Dans le troisième volume, « Sacrifices et interdits alimentaires dans la Bible », Jean Soler revient à des rites plus terre à terre qui montrent à quel point les textes sacrés ont régi la vie quotidienne des Hébreux. Là encore, les révélations sont nombreuses et notamment celle-ci : « La mort, pour les hommes de la Bible, est sans au-delà. » Étonnant, non ? C’est seulement mille ans après Moïse qu’on parlera d’une vie après la mort.
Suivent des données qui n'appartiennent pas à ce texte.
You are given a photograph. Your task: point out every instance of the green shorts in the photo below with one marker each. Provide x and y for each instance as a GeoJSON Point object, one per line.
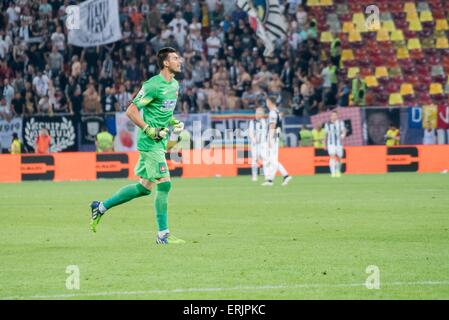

On n’en finirait pas de citer les idées reçues que démonte tranquillement Jean Soler dans tous les aspects d’un « livre aussi célèbre que mal lu : la Bible. » Son éclairage vaut aussi pour les temps que nous vivons et n’en est que plus salutaire.

Bernard Revel

 

(*) « Aux origines du Dieu unique ».

Tome 1 : « L’invention du monothéisme ».

Tome 2 : « La Loi de Moïse ».

Tome 3 : « Sacrifices et interdits dans la Bible ». (Éditions de Fallois et collection de poche Pluriel chez Hachette Littératures).

Jean Soler a publié depuis, toujours chez de Fallois, « La violence monothéiste » (2008), « Qui est Dieu » (2012), « Le sourire d’Homère » (2014), « Dieu et moi » (2016).